In semi-related news, Canada did an admirable job closing a tax loophole last week:
http://tinyurl.com/yhq85n
It was a big, big story here. Surprised a taxation conscious blog like HnR missed it. Now if Stephen Harper just makes good on his promise to lower the (regressive) sales tax, I will reluctantly come to the conclusion that he is a good leader after all.
Somebody with better lawyerese reading skills will have to tackle this one but at first glance the bill (184pg PDF) seems to allow the commision to determine what is or is not a charity, determine how and if it will collect funding, determine who are members of the charity and if it is following proper "charitable" financial housekeeping. I don't know about the whole "confiscate their endowments and assets, and give them to what the Commission considers a more genuinely 'charitable' cause" bit, but still, giving the government the ability to judge what is a good and righteous charity is like giving the government the ability to determine what is a "true" religion.

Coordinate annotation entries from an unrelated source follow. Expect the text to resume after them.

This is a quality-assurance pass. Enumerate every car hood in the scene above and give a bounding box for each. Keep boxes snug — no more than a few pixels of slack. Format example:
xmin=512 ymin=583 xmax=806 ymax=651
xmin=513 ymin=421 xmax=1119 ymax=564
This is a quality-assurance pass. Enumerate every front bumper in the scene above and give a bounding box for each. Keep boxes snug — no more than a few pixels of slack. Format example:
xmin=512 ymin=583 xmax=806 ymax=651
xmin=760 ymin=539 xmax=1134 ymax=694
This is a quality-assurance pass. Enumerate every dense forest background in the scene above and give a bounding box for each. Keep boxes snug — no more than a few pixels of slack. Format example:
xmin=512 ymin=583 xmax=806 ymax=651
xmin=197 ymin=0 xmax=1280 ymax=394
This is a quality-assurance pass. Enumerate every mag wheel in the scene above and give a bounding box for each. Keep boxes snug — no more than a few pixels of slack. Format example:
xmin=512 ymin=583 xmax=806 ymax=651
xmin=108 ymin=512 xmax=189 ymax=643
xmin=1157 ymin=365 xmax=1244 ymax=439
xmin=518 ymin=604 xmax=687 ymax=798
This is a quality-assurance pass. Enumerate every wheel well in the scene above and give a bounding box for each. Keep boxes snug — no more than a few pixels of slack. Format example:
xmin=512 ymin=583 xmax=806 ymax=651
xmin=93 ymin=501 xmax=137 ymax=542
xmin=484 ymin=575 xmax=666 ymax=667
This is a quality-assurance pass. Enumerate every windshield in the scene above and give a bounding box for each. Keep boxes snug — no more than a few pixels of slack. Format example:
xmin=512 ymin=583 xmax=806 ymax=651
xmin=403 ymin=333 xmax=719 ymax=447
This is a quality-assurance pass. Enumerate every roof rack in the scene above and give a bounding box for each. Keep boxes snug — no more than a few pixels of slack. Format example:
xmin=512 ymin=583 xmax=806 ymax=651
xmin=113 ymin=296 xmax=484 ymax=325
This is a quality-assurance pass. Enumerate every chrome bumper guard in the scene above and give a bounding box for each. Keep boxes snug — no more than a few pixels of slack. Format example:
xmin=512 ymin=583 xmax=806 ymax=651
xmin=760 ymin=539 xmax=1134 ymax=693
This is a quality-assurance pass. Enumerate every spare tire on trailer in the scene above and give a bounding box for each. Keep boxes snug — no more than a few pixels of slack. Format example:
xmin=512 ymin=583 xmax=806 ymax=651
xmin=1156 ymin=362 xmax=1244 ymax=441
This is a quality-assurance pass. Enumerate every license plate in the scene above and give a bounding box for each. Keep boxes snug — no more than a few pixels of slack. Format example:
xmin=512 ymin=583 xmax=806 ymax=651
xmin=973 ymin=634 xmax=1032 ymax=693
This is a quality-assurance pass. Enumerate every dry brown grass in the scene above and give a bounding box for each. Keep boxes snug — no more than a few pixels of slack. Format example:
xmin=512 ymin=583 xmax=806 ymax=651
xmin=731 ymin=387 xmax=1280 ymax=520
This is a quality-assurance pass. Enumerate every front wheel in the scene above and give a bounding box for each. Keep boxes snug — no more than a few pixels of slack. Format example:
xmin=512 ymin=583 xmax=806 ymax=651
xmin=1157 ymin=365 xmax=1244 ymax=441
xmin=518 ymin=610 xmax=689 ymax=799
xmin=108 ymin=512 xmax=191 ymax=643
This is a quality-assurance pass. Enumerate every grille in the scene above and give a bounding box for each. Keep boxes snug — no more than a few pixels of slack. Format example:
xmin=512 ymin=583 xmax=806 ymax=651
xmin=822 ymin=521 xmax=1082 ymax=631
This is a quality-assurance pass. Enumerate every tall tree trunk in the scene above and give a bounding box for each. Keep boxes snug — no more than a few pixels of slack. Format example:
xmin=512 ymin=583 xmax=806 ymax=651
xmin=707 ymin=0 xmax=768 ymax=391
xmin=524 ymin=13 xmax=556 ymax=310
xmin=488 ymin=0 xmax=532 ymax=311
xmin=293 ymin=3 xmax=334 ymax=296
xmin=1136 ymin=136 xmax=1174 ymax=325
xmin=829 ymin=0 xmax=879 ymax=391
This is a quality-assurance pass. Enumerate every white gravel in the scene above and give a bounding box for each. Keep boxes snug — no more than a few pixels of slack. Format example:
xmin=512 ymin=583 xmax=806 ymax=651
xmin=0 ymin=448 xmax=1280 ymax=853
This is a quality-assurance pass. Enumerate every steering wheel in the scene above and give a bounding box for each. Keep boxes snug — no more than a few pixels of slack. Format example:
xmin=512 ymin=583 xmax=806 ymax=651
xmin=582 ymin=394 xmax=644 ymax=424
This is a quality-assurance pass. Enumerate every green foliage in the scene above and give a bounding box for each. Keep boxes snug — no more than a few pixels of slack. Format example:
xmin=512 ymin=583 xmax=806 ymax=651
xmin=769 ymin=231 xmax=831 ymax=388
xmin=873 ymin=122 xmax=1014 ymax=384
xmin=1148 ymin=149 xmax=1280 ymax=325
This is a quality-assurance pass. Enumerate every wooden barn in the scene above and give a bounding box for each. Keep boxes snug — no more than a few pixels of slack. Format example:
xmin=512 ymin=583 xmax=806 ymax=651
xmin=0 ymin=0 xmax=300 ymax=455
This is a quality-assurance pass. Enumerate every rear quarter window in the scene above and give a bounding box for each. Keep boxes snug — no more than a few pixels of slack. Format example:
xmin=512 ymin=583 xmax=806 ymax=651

Note that the Guardian story expounded a bit about the welfare of animals. There is a specific section that spells out the "approved" charitible nature of many organizations and animal welfare is one of them. So, the article may well be blown out of proportion in more than just this instance. Take it with a grain of salt is all.
EDIT: That should have said "the Telegraph story".
To me, things done in the name of education, religion and/or the relief of poverty are only charity if a significant proportion of the money (or other consideration involved) actually flows from rich people to poor people. - Sam Franklin
That's a pretty cramped view of "public benefit" Sam. Consider this: I graduated from both private, religious grammar and high schools and a private, religious University. All of these institutions are* non-profit organizations that served wealthy, middle-class and less-well-to-do folks. I don't know if anyone at my H.S. was actually poor. We all wore school uniforms, and it was the 1970s, so when we encountered classmates in civilian garb we all dressed like a bunch of hobos. I do know that the sisters would knock a % off the tuition of a student if they thought their family was having a hard time of it. My family was solidly middle-class, with my Dad a public school teacher, and Mom doing clerical work in various civil service jobs. We did get a family rate on tuition, as we had 4 kids in the school at the same time. I've got 8 siblings, so we didn't always have the newest or the best, but we certainly qualified for financial aid at college application time.
If the "reforms" proposed in the UK had been in place in the US, and my schools had their charity staus disallowed for not sufficiently helping the poor, I would probably have had to attend government schools. Any "reform" that increases the grip the state has on education is a bad idea, in my book. That the Blairites are trying to diminish centers of power and culture outside the government's control and/or influence surprises me not.
Kevin
* I write "are", but could write "were." My H.S. closed down the year after I graduated. The order of nuns who owned it foolishly didn't set aside enough funds for pensions and health care costs of those sisters who labored for them in the U.S., and who were exempt from U.S. Social Security taxes. The order was HQed in Canada, where the provinces subsidized their schools and hospitals, and the order paid into the Canadian equivalents of SS and Medicare. The post Vatican II cost squeeze (a drop in recruitment by religious orders and subsequent increase in hiring lay teachers, drops in donations, drops in church attendance, the general ravages of stagflation - especially energy costs) caused a secular hit to the Catholic schools, but the sisters who ran ours got into especial trouble.